Voilà pour la situation: une dizaine de pèlerins prennent un gigantesque ascenseur pour aller rendre visite au Pape. On compte quelques hommes, une pincée de bonnes sœurs, deux prêtres, une simple d’esprit, deux gosses… Bon évidemment, il faut monter haut, alors c’est long. On bavasse, on sourit, on serre très fort les cadeaux qu’on apporte à sa sainteté. Radio Vatican crachouille dans les haut-parleurs. Inertie générale: l’ascenseur, bien silencieux, semble avoir arrêté son ascension. Alors, on respire, on se dit que ce n’est pas grave, que quelqu’un arrivera tôt ou tard. On fume une cigarette, et puis deux. Et, puis, trois. Ça gêne certains. Puis, on angoisse un peu, on s’énerve. Adieu le sang-froid. Et, puis, petit à petit, rien ne va plus, mais alors vraiment plus. L’instinct de survie, les désirs refoulés, les rivalités larvées, la haine de l’autre: on prend feu, on se consume. Tous voulaient monter au ciel et descendront en enfer.

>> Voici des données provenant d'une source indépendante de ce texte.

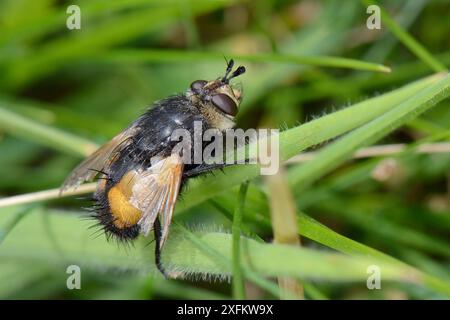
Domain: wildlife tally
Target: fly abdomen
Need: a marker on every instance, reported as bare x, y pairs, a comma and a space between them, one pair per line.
115, 212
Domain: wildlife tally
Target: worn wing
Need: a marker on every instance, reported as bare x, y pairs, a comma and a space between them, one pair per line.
155, 194
90, 167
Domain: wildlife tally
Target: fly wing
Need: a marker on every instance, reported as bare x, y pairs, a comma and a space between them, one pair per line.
156, 192
90, 167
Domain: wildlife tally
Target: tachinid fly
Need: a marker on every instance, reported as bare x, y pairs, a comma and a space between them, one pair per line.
140, 170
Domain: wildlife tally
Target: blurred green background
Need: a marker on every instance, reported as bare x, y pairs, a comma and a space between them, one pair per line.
63, 90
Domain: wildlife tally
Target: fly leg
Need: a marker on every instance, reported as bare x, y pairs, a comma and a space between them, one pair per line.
157, 231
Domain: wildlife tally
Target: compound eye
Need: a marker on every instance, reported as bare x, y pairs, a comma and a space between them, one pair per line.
225, 103
197, 85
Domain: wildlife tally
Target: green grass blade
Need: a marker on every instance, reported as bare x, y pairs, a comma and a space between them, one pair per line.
238, 280
178, 56
411, 43
333, 155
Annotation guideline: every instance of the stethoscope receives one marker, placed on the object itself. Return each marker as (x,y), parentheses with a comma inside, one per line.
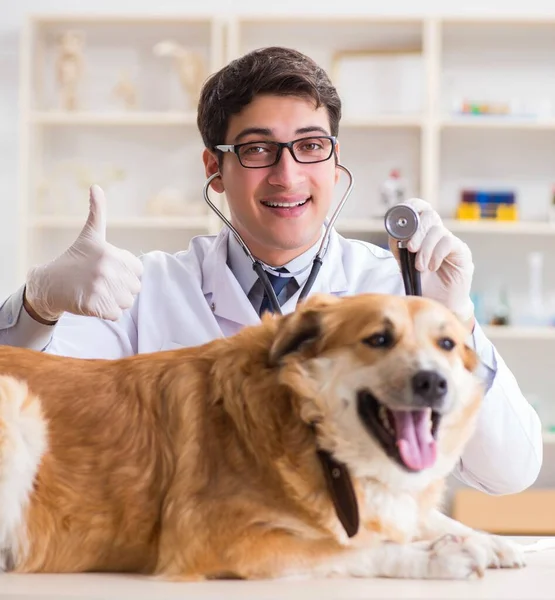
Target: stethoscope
(401,223)
(261,268)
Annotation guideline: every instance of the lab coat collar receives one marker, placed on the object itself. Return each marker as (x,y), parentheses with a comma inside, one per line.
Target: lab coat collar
(227,298)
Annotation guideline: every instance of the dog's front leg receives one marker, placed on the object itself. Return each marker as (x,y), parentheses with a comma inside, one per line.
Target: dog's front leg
(282,555)
(494,550)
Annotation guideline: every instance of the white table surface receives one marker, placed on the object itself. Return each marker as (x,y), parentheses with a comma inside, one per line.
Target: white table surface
(536,580)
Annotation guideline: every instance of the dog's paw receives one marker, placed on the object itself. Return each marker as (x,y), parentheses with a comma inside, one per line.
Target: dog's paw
(496,551)
(451,558)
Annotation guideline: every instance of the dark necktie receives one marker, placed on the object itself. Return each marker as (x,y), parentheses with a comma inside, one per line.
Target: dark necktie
(278,283)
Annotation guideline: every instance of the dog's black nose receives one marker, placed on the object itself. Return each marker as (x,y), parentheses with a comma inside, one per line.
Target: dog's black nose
(429,388)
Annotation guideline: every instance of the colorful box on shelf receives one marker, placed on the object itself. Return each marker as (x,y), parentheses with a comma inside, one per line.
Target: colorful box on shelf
(477,205)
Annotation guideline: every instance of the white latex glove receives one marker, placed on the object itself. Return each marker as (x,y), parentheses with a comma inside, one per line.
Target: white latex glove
(92,277)
(445,261)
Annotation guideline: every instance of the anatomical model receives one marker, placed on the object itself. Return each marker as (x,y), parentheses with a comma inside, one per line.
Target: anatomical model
(69,67)
(189,65)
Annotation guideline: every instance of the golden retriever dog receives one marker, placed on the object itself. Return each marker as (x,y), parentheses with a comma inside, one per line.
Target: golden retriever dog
(315,444)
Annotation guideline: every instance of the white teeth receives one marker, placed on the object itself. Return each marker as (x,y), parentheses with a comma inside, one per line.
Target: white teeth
(382,413)
(429,418)
(285,204)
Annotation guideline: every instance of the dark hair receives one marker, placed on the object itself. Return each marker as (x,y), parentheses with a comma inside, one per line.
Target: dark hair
(273,70)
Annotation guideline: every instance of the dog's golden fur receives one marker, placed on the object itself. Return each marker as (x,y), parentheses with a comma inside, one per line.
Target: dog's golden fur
(201,462)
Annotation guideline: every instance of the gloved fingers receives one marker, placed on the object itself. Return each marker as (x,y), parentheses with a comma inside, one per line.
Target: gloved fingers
(437,245)
(95,225)
(428,219)
(132,262)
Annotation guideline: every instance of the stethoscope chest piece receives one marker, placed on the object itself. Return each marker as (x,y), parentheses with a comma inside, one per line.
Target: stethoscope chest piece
(401,223)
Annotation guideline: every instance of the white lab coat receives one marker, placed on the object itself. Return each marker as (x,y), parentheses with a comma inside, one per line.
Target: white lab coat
(192,297)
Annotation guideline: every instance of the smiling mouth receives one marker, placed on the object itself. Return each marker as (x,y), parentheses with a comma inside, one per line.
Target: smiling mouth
(285,204)
(409,437)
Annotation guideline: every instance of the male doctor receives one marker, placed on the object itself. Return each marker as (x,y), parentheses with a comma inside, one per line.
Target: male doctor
(268,121)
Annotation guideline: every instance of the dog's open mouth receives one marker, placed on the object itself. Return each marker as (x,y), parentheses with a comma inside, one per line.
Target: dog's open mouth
(407,436)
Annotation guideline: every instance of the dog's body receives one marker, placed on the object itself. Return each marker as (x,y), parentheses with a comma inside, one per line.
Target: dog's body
(203,462)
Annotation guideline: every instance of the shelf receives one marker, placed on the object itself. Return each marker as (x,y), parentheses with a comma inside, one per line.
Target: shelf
(113,118)
(192,222)
(497,122)
(509,332)
(457,226)
(383,121)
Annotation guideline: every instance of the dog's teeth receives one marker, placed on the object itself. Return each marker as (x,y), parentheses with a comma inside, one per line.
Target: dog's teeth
(384,419)
(429,418)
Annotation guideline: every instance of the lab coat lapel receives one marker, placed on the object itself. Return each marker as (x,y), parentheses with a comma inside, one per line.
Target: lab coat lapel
(331,279)
(220,287)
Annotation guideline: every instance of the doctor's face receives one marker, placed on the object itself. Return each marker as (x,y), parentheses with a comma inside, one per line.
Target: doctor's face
(278,210)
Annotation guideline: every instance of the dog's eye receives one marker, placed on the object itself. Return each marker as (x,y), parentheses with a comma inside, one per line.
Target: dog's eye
(446,343)
(379,340)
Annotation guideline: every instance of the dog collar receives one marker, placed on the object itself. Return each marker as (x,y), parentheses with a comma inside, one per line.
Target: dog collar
(342,492)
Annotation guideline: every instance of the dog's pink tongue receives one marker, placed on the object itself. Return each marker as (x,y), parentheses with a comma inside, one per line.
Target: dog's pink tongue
(416,445)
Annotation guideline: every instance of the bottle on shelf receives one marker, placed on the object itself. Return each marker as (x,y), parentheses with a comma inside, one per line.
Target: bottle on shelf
(501,314)
(535,313)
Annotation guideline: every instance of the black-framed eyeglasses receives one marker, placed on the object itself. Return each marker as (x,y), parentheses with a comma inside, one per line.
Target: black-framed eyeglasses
(257,155)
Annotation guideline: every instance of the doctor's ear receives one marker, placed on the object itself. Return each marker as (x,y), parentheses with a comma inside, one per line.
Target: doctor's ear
(211,166)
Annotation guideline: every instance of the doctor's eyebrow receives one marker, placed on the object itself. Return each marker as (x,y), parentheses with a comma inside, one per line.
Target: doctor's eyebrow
(266,132)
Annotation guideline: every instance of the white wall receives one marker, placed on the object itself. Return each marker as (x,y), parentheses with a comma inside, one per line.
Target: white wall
(14,13)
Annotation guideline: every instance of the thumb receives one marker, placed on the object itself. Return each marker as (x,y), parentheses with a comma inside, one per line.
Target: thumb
(96,221)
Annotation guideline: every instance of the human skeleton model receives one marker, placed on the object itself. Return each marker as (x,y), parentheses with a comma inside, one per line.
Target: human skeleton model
(69,67)
(189,64)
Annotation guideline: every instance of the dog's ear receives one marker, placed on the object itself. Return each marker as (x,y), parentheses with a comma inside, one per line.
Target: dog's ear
(470,359)
(301,328)
(472,363)
(296,331)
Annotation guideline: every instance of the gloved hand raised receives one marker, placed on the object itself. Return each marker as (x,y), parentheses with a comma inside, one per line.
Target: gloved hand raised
(92,277)
(445,261)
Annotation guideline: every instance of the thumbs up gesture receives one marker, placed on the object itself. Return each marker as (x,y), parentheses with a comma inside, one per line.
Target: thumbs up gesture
(92,277)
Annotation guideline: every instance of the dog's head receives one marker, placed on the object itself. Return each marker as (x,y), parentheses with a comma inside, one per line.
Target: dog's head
(383,379)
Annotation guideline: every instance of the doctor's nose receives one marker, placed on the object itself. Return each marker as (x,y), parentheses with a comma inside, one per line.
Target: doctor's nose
(287,172)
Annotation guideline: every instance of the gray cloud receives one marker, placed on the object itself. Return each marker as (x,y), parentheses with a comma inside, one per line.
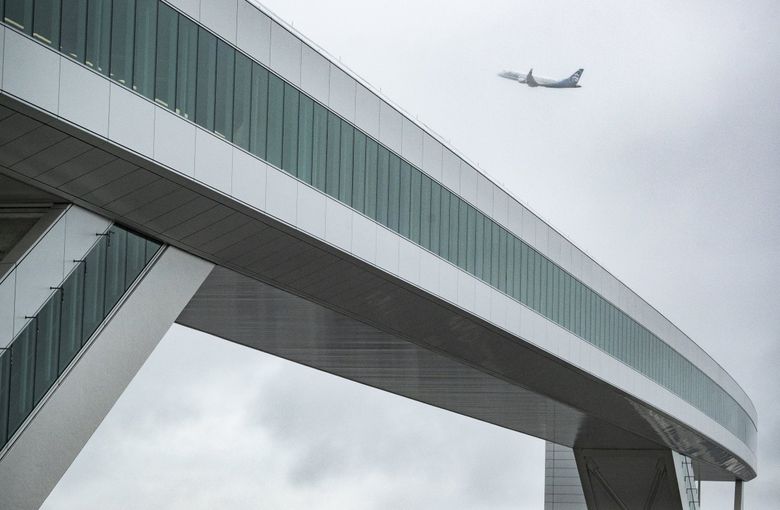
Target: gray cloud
(663,167)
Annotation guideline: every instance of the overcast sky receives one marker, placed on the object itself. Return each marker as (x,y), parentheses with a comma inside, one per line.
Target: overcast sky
(663,167)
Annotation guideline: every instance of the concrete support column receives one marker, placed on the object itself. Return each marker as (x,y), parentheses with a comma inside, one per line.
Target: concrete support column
(69,414)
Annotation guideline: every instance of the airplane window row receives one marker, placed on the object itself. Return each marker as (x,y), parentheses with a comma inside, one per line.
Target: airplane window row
(150,48)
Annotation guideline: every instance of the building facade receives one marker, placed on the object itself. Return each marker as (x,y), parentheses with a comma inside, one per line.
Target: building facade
(209,136)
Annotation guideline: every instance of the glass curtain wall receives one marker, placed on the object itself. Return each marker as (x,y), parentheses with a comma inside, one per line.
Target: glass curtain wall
(42,351)
(185,68)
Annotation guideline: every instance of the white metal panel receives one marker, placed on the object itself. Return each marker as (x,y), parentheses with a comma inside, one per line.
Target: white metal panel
(249,174)
(80,229)
(367,111)
(468,183)
(467,291)
(387,250)
(450,176)
(500,204)
(364,237)
(338,225)
(315,74)
(281,195)
(84,97)
(174,141)
(213,161)
(429,271)
(285,54)
(448,282)
(409,261)
(7,297)
(36,73)
(40,270)
(411,148)
(432,157)
(485,195)
(131,121)
(189,7)
(482,307)
(311,210)
(390,127)
(253,32)
(220,16)
(342,93)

Agosti sait bien ce dont l’être humain est capable: du pire, et probablement de rien d’autre. Que la foi, cette broutille, ne fait pas bien longtemps son effet de laisse (et surtout pas à l’un des hommes d’Église présent, laissant éclater ses pulsions pédophiles monstrueuses). Et que tout finira là où peu de films s’aventurent: dans la merde, l’urine et le sang. Un climat d’orgie désespérée, comme si l’on voyait La croisière s’amuse se crasher sur un enfer à la Jerôme Bosch. Son ambiance sonore qui rend fou, les images à la fois somptueuses et repoussantes, le regard sans fard sur la dégradation des chairs, sur les corps qui convulsent, baisent et meurent jusqu’à plus soif: tout converge vers un sentiment d’épuisement physique rarement atteint au cinéma. Ce petit frère bunuelien de Salo effacé du grand tableau noir de la cinéphilie (et qui aurait probablement fait faire des cheveux blancs au réalisateur de Virdiana lui-même) méritait bien sa résurrection d’entre les morts. Un miracle que l’on doit à Oblivion, petit éditeur italien qui s’est spécialisé dans la sortie de films bis italiens crapoteux. Leur amour pour des petites pelloches zinzin (Il Bosco, Notto Profondo ou De Produndis, le faux La terza madre avec Florence Guerin!) n’annonçaient en rien l’apparition d’un film aussi incroyable dans leur catalogue, lui qui avait disparu dans des limbes profonds et impénétrables. Une copie restaurée nantie, d’autant que des sous-titres français (chose rarissime pour l’import) ont fait apparition depuis fin mai, en édition simple ou collector. Au nom du père, du fils et du saint-chaos, Amen. J.M.